There is no limit to the number of Merit Badges a Counselor can make him or herself available to teach, although he or she must be approved for each Merit Badge by the Council.
In fact, one of the few limits is that a Counselor cannot change the requirements of a Merit Badge. A Scout must do only the requirements, no more, no less. (Which isn't to say that if the Scout is interested, the Counselor can't help pave the way for the Scout to do more, just that the Scout isn't required to do more. This rule makes the merit badges fair and equitable for everyone). The exception to the rule is in the case of a special needs scout.
Two things that I think are important to note are that Scoutmasters and their assistants are not automatically approved to be Merit Badge Counselors. I was involved in a troop some years ago where the Scoutmaster, who was a good and well-meaning man, taught the Photography Merit Badge. During the course of the instruction, it became apparent that he had common knowledge (nothing technical or specific) of film photography, but was completely in the dark about anything digital. He should have found someone better trained to teach the Scouts.
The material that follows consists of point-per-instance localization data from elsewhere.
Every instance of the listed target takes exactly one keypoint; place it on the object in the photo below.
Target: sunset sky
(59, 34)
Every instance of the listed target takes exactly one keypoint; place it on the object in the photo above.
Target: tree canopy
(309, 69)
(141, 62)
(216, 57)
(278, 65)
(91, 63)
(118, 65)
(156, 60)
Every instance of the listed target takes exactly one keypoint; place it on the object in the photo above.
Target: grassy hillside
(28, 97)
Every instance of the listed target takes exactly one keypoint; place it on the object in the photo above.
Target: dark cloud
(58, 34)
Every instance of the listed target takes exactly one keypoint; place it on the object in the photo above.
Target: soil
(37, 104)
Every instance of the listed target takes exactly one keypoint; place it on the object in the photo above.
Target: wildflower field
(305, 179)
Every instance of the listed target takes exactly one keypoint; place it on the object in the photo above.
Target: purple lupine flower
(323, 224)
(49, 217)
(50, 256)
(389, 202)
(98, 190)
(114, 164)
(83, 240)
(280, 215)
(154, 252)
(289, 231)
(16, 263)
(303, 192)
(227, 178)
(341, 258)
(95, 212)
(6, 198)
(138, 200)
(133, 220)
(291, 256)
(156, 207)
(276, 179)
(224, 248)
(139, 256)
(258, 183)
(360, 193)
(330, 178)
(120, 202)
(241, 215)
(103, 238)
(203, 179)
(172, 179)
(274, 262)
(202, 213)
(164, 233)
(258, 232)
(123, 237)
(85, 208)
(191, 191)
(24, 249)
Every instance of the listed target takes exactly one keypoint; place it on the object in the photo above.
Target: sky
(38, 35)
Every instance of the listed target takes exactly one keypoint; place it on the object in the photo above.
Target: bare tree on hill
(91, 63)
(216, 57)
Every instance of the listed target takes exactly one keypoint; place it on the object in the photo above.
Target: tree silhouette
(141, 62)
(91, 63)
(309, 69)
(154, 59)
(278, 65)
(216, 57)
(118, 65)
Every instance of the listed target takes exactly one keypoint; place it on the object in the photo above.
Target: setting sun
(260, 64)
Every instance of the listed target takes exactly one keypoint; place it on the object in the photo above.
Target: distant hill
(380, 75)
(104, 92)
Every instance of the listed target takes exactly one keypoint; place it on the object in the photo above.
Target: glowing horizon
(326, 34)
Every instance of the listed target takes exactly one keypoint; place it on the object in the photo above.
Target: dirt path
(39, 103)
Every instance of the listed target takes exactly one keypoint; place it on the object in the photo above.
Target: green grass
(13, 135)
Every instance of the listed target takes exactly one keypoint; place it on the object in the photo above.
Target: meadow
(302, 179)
The other important note is that a Merit Badge is an individual award. Group instruction is great and can be very beneficial to both the Scout group (who can help each other accomplish their goals) and to the Counselor (who then doesn't have to repeat the instruction over and over). However, each Scout must individually pass off all of the requirements.
The process for a Scout earning a merit badge goes something like this:
- The Scout decides he wishes to pursue a Merit Badge. He tells his Scoutmaster.
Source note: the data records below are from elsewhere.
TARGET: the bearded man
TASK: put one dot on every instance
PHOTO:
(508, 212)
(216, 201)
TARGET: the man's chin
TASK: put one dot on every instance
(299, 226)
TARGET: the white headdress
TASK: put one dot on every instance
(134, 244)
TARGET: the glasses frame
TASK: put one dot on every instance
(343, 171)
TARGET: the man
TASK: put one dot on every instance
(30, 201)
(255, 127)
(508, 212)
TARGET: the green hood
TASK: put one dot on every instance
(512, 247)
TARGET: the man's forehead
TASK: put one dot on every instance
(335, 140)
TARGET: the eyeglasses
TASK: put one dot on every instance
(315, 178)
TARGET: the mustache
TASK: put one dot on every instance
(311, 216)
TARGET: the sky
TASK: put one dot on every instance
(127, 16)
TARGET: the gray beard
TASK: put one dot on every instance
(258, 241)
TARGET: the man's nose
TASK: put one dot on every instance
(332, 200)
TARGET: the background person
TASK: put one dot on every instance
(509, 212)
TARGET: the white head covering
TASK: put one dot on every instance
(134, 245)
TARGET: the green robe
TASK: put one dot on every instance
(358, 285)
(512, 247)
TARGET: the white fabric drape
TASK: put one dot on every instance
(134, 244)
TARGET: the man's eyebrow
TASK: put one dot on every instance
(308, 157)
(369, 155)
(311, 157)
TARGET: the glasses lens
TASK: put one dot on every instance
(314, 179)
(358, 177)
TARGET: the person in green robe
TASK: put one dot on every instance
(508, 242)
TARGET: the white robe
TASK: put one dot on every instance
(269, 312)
- The Scoutmaster either approves or dis-approves the Merit Badge. (Why might a Scoutmaster tell a Scout he can't work on a Merit Badge? Well, there could be a number of reasons; perhaps the boy is already working on several Merit Badges and the Scoutmaster feels it would be appropriate for the Scout to finish some of them before he starts another. There are some Merit Badges that are better earned in a certain order (Family Life, Cit. in the Community, Cit. in the Nation, Cit. in the World).
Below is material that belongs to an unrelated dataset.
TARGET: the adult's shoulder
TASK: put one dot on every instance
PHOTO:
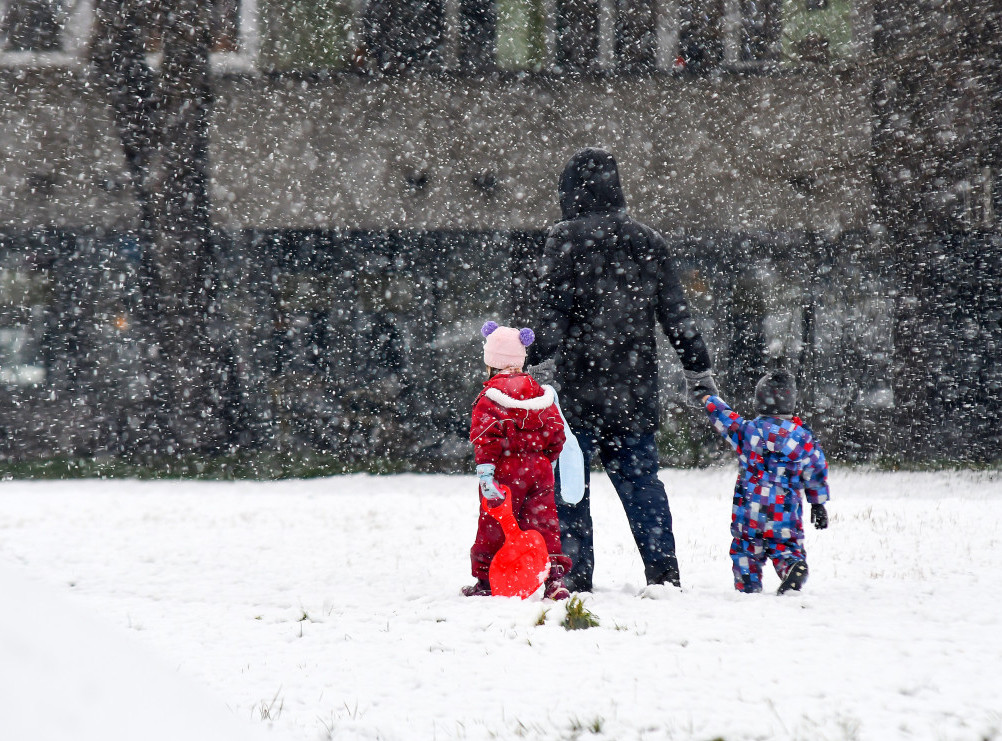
(653, 237)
- If approved, then the Scoutmaster gives the Scout a Blue Card and tells the Scout the name of a counselor for that Merit Badge. (It is the Scoutmaster's prerogative to either select a Counselor or let the Scout select one from a list. This might help the Scout be exposed to a number of different individuals, as he might otherwise be tempted to always select people he knows).
- The Scout contacts the Counselor, discusses the topic, makes arrangements to complete the requirements and meet again with the Counselor. This may have to happen more than once.
- The Scout works on the requirements. When complete, he contacts the Counselor, who ensures the Scout has completed all the requirements and signs the appropriate documentation (Blue Card). The Counselor keeps his or her portion of the Blue Card.
- The Scout takes the Blue Card to the Scoutmaster, who verifies completion of the Merit Badge.
- The Scoutmaster gives the Blue Card to the Advancement Chair.
- The Advancement Chair submits the award to the Council and purchases the award.
- The award is presented to the Scout, along with the Scout's portion of the Blue Card.
My recommendation is to carefully complete and guard any documentation (Blue Card) while completing a Merit Badge. Even if it's only partially complete, because a partially completed Merit Badge can still be completed up until a Scout's 18th birthday. (But if you lose it, you'll probably have to start over). Also, it's not entirely unknown for Counsel records to be incomplete, so it's good to have a copy of your own to back up your claim that you have completed the requirements for an award.
Merit Badge counseling can be a very rewarding experience for the Counselor. If you have some in-depth knowledge on a subject, please consider applying to be a Merit Badge Counselor. It could change a life!